If we look in the beginning of the trace we can see a fork, followed a little later by getrlimit(0x5,...), if we look at what that arguments to getrlimit means:
# egrep "RLIMIT.*5" /usr/include/sys/resource.h
#define RLIMIT_NOFILE 5 /* file descriptors */
The process is checking the limit of file descriptors and then closes the whole possible range which seems a little unnecessary since almost none of them are open. But this was just after a fork, and a forked process inherits all the open files of it's parent, this might not be what you want so a close is in order. There are however no easy way of getting a list of all used file descriptors so what we see here is a brute-force approach of making sure none are open before continuing. This would probably not have been noticed if it weren't for the unusual high limit of file descriptors.
# plimit $(pgrep processx|head -1) | grep nofiles
nofiles(descriptors) 65536 65536
Perhaps a iteration with close on the contents of /proc/${PID}/fd would have been less resource consuming in this scenario.

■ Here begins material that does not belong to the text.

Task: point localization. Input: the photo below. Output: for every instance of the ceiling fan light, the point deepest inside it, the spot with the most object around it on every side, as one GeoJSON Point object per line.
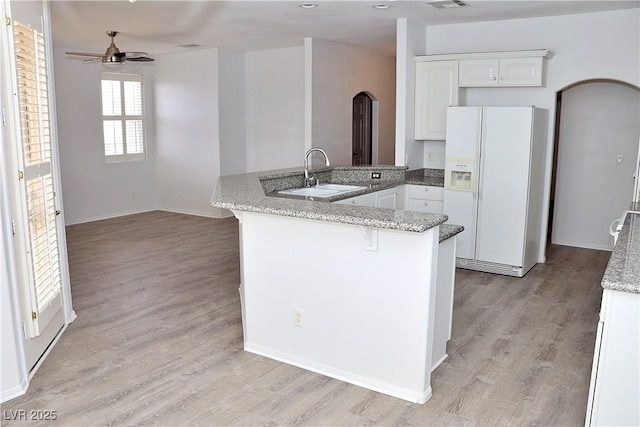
{"type": "Point", "coordinates": [113, 64]}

All of this was done in a production system without impact to applications which is crucial, you must be able to trust that it will never bring your system down. This is something DTrace can be trusted with where some platforms lacking it but tries to provide somewhat similar observability fails, read Brendans blog: using systemtap or the older but entertaining DTrace knockoffs.

Download the DTracetoolkit here.

2 comments:

Unknown said...

I've run into this scenario a couple of times in the past. It was not uncommon in times past to request the highest fileno and then close them all, iterating from one past the highest you wanted all the way up to the largest. That used to be the only way in fact. Then at some later date the application runs out of file descriptors, so the limit is increased to 64K and now it takes a very long time just to start.

Even better than iterating over /proc yourself is to use the closefrom(3C) function call. It does the iteration for you. Why re-invent the wheel?

Anonymous said...

"you can even see problems that does not even exist."

Yes, it's always good to see problems that don't even exist. :)

"Perhaps a iteration with close on the contents of /proc/${PID}/fd would have been less resource consuming in this scenario."

That's not portable. If you want a non-portable approach, just use closefrom(). Otherwise, for portability, which is the reason tools do this, you have to brute force all fd's.